Morgan Stanley, Leerink Partners and Cantor are acting as joint book-running managers for the offering, and LifeSci Capital is acting as lead manager for the offering.
The shares are being offered by Rocket pursuant to an effective shelf registration statement that was previously filed with the U.S. Securities and Exchange Commission (the “SEC”). The offering is being made only by means of a written prospectus and prospectus supplement that form a part of the registration statement.

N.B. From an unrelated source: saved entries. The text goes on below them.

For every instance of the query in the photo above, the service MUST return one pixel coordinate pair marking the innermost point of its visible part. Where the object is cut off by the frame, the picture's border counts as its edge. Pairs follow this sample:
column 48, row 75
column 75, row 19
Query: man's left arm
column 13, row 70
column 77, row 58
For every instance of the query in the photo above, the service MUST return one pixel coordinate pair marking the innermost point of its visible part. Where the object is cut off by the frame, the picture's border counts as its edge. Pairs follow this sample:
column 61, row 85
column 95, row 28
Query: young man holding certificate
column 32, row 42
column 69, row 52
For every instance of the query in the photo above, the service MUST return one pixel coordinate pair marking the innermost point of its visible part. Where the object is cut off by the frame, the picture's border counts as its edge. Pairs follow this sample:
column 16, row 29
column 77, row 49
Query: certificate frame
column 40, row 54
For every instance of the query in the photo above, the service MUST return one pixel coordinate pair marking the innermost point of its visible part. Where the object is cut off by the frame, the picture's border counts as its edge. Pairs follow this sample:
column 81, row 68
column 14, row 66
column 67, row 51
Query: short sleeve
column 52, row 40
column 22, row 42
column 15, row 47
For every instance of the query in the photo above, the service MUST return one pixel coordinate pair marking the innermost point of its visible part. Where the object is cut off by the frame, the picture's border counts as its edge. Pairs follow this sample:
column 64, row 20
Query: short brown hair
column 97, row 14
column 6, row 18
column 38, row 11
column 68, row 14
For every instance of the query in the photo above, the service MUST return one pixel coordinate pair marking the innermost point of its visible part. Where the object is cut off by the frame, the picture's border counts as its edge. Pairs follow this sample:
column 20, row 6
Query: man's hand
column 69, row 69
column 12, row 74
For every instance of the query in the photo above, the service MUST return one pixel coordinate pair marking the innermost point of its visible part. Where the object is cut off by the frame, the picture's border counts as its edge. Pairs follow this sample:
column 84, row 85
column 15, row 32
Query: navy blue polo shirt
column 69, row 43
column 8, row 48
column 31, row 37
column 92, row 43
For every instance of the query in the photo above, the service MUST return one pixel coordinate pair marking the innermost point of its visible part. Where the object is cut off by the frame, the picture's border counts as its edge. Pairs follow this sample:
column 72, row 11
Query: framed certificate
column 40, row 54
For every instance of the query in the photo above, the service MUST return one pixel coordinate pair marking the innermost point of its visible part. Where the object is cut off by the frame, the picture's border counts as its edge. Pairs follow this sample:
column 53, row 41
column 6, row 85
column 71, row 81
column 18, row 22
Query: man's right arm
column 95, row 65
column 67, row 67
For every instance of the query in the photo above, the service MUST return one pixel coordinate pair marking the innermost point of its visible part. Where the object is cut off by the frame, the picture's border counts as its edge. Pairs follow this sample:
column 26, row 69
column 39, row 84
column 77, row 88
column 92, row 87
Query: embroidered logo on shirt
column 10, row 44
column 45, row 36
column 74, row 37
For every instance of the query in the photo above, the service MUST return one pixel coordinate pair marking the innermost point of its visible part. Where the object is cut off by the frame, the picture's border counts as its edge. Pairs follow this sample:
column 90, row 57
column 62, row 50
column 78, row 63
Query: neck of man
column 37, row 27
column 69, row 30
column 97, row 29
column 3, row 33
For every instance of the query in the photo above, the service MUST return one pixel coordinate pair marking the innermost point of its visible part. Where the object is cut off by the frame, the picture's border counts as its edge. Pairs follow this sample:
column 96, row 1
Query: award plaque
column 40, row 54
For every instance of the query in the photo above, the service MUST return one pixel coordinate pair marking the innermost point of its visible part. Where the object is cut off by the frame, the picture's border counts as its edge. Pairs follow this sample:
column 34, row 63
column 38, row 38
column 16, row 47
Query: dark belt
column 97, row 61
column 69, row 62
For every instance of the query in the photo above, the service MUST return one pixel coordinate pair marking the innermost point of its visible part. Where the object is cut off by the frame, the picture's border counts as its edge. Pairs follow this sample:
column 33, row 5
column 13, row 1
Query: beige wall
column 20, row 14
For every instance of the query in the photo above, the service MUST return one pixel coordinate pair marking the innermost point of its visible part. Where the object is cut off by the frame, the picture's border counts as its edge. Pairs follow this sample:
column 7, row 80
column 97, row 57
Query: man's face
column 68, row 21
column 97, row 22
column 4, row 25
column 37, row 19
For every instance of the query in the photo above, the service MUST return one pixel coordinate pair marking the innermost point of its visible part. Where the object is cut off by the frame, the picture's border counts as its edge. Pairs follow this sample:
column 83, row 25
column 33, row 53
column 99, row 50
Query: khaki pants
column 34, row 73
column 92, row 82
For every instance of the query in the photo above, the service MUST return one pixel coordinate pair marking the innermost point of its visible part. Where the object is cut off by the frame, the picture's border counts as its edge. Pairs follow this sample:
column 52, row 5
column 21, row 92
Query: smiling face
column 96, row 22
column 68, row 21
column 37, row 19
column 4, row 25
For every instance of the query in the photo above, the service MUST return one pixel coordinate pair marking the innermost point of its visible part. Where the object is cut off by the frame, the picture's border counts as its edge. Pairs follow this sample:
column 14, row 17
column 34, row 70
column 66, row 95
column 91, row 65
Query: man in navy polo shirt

A final prospectus supplement and the accompanying prospectus relating to and describing the terms of the offering will be filed with the SEC and will be available on the SEC’s website at http://www.sec.gov.

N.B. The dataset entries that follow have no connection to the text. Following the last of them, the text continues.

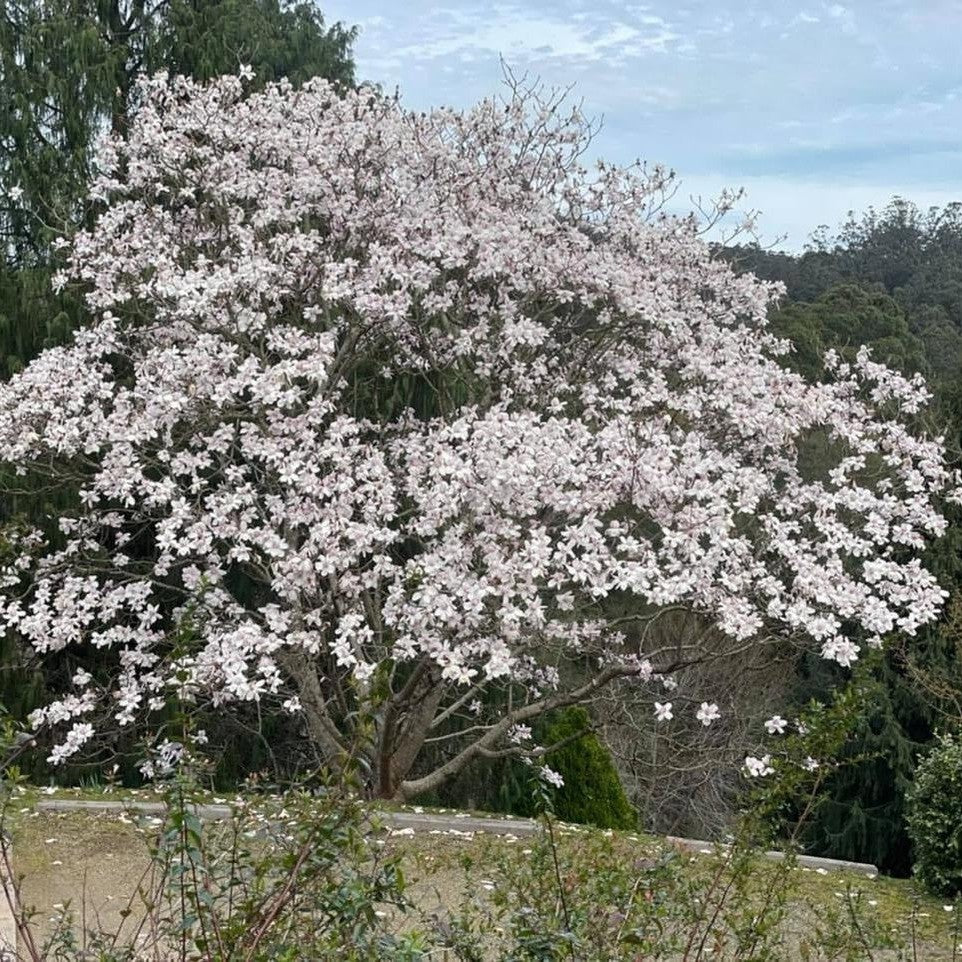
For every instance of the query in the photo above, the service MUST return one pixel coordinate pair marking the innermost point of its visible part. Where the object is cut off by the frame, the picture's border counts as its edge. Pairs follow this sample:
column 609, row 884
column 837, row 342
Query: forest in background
column 890, row 279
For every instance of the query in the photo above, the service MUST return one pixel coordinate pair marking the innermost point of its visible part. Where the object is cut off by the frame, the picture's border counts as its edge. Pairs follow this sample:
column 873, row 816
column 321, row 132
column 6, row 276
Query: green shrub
column 592, row 793
column 935, row 818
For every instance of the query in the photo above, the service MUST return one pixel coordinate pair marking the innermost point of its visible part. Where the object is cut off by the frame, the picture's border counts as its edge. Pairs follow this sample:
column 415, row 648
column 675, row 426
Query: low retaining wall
column 439, row 821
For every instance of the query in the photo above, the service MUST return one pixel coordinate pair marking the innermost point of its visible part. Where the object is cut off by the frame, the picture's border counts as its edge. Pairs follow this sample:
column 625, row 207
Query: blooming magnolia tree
column 379, row 411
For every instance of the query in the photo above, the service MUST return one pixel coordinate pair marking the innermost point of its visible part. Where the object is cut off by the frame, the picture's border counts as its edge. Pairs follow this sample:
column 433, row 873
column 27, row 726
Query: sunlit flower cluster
column 363, row 389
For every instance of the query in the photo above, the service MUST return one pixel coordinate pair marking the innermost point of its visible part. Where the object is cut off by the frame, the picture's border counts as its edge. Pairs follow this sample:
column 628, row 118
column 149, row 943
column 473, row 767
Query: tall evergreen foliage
column 67, row 72
column 890, row 279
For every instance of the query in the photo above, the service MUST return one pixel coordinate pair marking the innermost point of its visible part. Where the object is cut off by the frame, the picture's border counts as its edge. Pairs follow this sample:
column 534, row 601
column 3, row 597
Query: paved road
column 438, row 821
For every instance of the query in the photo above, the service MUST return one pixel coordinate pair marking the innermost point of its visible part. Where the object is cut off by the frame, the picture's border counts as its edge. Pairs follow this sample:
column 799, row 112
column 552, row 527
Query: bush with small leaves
column 935, row 817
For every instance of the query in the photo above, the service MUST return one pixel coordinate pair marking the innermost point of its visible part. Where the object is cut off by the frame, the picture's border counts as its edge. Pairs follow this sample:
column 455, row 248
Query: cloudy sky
column 814, row 107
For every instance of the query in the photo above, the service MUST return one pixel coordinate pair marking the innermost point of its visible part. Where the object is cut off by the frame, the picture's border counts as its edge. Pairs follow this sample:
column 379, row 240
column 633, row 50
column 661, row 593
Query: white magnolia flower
column 776, row 725
column 550, row 776
column 758, row 767
column 708, row 713
column 663, row 711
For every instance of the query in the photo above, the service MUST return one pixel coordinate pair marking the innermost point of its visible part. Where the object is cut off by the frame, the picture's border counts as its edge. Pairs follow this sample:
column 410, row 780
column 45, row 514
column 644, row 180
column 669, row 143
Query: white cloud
column 512, row 31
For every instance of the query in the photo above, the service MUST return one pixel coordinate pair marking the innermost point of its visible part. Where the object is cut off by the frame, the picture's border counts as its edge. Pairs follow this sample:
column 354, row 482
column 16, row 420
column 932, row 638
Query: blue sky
column 814, row 108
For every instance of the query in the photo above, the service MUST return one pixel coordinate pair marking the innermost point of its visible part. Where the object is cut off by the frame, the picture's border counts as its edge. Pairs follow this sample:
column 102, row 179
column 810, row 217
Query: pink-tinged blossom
column 362, row 387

This press release shall not constitute an offer to sell or a solicitation of an offer to buy these securities, nor shall there be any sale of these securities in any state or jurisdiction in which such offer, solicitation or sale would be unlawful prior to the registration or qualification under the securities laws of any such state or jurisdiction.
About Rocket Pharmaceuticals, Inc.
Rocket Pharmaceuticals, Inc. (NASDAQ: RCKT) is a fully integrated, late-stage biotechnology company advancing a sustainable pipeline of investigational genetic therapies designed to correct the root cause of complex and rare disorders. Rocket’s innovative multi-platform approach allows us to design the optimal gene therapy for each indication, creating potentially transformative options that enable people living with devastating rare diseases to experience long and full lives.
Rocket’s lentiviral (LV) vector-based hematology portfolio consists of late-stage programs for Fanconi Anemia (FA), a difficult-to-treat genetic disease that leads to bone marrow failure (BMF) and potentially cancer, Leukocyte Adhesion Deficiency-I (LAD-I), a severe pediatric genetic disorder that causes recurrent and life-threatening infections which are frequently fatal, and Pyruvate Kinase Deficiency (PKD), a monogenic red blood cell disorder resulting in increased red cell destruction and mild to life-threatening anemia.
Rocket’s adeno-associated viral (AAV) vector-based cardiovascular portfolio includes a late-stage program for Danon disease, a devastating heart failure condition resulting in thickening of the heart, an early-stage program in clinical trials for PKP2-arrhythmogenic cardiomyopathy (ACM), a life-threatening heart failure disease causing ventricular arrhythmias and sudden cardiac death, and a pre-clinical program targeting BAG3-associated dilated cardiomyopathy (DCM), a heart failure condition that causes enlarged ventricles.